The second time I met her was at the next rehearsal. She was sitting beside me, drinking Fanta. As the meeting started, she brought out a notebook and started drawing music notes, transposing the song. I was in awe. And yet I felt nothing.
The third and fourth times we met, we were at one of the school cafeterias. I paid for her food and she paid for my drink. I asked her if she was a feminist and she said she didn’t need to be. I asked her what she meant, she shut me up with another bottle of Fanta, smiled and walked away. I felt nothing but amusement.
The fifth time we met, I was in high spirits (I cannot remember why). But when I saw her walk past me, I hugged her tight and said, ‘Betty! How are you?! It’s so good to see you!’. She laughed out loud and said, ‘Get some rest!’. I felt embarrassed
But we got married. About the 500th time I met her. It was at the altar at St. Gregory’s. She looked so beautiful. And I felt something. Something I’m not quite sure anyone had ever made me feel.
Now I’m sitting in the gallery (that’s what they call it) in a high court at Ikoyi. My name is no longer Daniel, it is ‘Respondent’ . And her name is no longer Betty, it is ‘Petitioner’.
Nowadays, I feel like I can relate to her more as Petitioner, than Betty. With all the dirt she’s presented to the court. All our dirty laundry aired out in the stuffy court. All the things we whispered to each other at night; confessions we made and forgiveness we gave. All the concessions we made. All the quarrels we resolved. Everything.
The judge is reeling out sentences that purport to summarize our marriage with only the bad times we had.
‘Petitioner sufficiently proved that the Respondent committed adultery on 4 occasions, with 4 different women… ‘
‘ Petitioner proved that respondent on the 4th of April 2011 left their three little children to play by the pool unattended to… ‘
‘ Petitioner proved before this honorable court that Respondent being unemployed since 2015 up until the time of her last testimony has not been able to sufficiently provide for the family’s basic needs’

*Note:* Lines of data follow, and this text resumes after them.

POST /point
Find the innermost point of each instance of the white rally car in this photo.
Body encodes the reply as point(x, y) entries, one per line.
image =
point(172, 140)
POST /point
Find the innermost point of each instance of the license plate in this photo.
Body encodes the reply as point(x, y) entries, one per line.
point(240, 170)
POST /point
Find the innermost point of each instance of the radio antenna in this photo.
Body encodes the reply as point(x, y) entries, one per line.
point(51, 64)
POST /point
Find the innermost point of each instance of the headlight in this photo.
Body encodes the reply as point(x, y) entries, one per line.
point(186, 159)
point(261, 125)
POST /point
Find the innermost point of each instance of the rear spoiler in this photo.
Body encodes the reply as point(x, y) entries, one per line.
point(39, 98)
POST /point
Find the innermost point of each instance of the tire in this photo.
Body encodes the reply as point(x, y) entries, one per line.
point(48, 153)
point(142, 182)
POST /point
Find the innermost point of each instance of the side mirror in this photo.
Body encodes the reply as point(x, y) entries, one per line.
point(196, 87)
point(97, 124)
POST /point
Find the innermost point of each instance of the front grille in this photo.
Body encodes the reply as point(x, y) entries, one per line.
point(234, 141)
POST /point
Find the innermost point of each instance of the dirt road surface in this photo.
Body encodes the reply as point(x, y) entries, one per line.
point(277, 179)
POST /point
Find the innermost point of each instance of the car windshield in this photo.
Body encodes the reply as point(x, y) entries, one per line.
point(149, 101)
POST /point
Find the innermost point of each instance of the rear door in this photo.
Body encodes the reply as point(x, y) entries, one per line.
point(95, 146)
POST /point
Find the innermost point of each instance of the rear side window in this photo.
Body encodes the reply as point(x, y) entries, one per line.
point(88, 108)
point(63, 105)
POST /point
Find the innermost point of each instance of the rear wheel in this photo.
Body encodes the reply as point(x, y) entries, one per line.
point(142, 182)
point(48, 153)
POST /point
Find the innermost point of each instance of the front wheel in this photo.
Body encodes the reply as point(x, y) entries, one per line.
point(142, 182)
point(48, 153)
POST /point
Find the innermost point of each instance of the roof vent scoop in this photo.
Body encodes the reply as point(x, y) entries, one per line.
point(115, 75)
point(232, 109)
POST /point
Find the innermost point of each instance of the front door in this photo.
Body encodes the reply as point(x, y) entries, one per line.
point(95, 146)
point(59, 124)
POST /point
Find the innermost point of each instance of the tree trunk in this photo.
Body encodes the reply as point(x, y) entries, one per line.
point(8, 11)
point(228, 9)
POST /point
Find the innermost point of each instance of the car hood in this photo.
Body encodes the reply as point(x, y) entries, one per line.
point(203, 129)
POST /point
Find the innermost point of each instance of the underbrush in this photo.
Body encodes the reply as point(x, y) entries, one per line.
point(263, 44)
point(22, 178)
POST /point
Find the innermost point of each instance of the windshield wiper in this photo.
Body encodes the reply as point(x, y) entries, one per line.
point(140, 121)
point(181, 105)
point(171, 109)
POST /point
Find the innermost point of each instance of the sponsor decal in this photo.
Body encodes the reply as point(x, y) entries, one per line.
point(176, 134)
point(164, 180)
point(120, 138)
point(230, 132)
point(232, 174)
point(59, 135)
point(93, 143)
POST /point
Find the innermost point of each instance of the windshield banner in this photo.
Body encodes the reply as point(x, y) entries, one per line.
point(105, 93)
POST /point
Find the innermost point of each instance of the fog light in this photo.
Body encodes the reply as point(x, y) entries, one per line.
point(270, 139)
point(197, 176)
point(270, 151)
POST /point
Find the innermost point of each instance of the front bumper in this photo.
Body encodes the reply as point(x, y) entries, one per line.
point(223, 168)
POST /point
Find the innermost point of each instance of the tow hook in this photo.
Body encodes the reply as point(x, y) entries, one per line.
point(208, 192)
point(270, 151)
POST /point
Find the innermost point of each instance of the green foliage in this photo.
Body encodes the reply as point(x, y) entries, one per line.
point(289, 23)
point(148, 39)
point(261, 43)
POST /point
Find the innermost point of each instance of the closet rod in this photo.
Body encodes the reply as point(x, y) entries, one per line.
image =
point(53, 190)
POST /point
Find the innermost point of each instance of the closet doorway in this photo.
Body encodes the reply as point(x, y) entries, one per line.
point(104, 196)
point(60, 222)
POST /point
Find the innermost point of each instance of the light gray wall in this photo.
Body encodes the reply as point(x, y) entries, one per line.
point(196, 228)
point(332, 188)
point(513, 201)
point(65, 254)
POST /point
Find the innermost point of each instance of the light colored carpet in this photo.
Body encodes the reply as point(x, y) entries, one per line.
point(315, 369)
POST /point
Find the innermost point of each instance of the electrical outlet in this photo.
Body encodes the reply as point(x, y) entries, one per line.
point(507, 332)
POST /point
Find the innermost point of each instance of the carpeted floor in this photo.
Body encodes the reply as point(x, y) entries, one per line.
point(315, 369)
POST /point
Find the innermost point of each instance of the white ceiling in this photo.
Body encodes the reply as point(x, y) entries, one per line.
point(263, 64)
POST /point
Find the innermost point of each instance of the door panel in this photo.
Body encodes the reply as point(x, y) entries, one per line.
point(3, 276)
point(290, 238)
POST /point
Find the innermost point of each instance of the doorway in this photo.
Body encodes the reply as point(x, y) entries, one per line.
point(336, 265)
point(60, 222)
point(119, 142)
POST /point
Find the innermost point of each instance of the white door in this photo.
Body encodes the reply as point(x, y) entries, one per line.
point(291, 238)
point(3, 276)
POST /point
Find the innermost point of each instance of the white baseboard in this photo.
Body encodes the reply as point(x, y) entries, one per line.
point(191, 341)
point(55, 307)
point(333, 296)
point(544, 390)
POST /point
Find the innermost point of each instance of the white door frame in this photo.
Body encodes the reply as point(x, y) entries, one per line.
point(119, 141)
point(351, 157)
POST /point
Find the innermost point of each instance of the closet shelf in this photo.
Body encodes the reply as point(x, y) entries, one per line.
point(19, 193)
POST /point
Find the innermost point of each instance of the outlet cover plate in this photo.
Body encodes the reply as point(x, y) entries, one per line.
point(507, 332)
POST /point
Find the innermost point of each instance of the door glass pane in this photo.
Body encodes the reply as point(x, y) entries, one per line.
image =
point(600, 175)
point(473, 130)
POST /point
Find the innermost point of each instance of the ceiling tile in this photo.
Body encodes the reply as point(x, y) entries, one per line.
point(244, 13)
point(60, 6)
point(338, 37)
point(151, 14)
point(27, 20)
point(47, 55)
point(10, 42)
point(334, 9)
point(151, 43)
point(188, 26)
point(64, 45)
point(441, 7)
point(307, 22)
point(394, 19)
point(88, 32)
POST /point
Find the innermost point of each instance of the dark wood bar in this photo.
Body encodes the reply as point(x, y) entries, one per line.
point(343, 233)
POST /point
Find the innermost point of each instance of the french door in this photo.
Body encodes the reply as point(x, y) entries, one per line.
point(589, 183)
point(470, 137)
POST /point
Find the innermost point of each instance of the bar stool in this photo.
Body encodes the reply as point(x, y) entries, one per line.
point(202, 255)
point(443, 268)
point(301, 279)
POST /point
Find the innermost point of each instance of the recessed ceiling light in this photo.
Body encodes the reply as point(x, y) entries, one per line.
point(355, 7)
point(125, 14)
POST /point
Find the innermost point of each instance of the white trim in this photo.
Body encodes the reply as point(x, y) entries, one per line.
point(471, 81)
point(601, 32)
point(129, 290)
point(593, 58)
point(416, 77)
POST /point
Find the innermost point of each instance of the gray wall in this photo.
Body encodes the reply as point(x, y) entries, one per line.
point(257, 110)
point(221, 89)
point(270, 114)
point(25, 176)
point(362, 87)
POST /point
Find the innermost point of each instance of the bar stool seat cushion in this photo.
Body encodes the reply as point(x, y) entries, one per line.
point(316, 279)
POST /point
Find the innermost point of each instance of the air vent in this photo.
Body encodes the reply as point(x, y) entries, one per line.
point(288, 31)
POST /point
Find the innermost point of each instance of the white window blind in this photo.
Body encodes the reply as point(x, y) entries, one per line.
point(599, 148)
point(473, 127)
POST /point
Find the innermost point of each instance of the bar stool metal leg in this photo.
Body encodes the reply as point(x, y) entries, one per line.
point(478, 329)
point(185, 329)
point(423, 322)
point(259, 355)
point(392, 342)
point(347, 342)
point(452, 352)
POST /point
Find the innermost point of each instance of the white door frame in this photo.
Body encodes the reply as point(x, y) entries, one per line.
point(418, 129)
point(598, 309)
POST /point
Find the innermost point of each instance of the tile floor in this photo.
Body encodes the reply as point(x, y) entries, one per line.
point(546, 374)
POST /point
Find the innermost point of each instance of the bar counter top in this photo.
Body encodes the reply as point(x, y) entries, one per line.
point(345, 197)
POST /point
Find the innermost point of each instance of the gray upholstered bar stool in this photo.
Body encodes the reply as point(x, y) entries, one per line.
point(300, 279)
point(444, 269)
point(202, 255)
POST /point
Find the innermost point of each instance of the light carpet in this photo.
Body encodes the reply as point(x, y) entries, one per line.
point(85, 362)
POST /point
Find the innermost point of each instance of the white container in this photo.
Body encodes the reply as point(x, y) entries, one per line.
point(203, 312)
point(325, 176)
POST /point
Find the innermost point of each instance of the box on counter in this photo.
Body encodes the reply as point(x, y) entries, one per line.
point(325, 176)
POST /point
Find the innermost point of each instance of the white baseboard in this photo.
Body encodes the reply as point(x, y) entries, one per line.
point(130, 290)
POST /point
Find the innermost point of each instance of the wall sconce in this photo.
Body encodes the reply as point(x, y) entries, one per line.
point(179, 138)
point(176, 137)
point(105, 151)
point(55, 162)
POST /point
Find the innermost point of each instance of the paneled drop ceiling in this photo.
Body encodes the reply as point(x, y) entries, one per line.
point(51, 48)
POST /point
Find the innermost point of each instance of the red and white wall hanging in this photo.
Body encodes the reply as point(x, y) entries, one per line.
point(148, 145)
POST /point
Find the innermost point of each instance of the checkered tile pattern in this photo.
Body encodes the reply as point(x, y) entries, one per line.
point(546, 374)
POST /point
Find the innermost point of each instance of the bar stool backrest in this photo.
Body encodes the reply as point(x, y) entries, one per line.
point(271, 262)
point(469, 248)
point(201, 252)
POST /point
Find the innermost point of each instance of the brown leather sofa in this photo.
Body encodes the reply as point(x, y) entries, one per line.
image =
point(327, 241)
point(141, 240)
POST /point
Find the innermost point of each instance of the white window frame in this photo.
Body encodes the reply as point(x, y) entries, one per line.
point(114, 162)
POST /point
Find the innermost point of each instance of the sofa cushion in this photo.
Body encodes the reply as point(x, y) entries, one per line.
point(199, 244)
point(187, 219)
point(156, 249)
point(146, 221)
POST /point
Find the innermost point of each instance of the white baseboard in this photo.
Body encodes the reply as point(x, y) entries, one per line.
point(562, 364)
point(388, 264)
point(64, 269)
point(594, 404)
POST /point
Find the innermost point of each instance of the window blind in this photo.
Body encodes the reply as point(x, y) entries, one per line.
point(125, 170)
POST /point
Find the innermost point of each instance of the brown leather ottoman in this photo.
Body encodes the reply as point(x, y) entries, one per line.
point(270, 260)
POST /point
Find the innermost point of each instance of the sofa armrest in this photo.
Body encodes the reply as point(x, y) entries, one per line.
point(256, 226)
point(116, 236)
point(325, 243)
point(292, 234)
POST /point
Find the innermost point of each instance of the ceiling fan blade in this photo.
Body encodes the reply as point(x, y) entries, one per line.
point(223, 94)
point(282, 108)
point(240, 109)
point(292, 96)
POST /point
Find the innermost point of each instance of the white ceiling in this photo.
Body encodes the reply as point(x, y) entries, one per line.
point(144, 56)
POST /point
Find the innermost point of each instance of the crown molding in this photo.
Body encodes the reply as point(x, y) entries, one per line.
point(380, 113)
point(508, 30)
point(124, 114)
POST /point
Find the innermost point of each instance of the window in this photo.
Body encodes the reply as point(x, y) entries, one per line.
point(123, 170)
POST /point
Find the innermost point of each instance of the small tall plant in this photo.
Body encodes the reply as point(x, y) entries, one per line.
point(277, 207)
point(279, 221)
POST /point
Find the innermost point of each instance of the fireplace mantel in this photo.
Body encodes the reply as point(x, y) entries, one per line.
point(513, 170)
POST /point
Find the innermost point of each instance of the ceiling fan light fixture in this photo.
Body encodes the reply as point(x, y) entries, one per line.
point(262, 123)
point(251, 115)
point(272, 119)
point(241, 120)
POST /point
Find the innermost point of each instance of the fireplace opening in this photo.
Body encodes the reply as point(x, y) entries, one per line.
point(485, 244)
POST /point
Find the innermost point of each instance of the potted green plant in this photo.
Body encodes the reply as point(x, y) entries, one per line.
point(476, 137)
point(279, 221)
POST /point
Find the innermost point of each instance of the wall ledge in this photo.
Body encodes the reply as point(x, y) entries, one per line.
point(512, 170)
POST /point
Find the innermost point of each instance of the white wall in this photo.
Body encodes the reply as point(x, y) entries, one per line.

How can my entire existence as a father, a husband and a man be defined by negative evidence presented to prove that I’m so terrible a human to be married to? Where are all the good stuff I’ve done, all the good stuff I’ve been? Why are my mistakes been magnified?
Somewhere in the humdrum uneventful reading of her judgment, the judge ‘hereby declares that the marriage between Mr. Daniel Shisha and Mrs. Betty Shisha is dissolved‘. Or something like that. My mind was messed up.
I look over at my
wife ex-wife mother of my children wife, and I see her beaming with joy. She almost screamed in elation when the judge granted her custody of our children.
Now, we are out of the courtroom and in the court premises. She walks to her car talking loud with her best friend and I wonder why she’s so vocal. She gets into her car and zooms past me. As I get one last glimpse of her, I feel everything.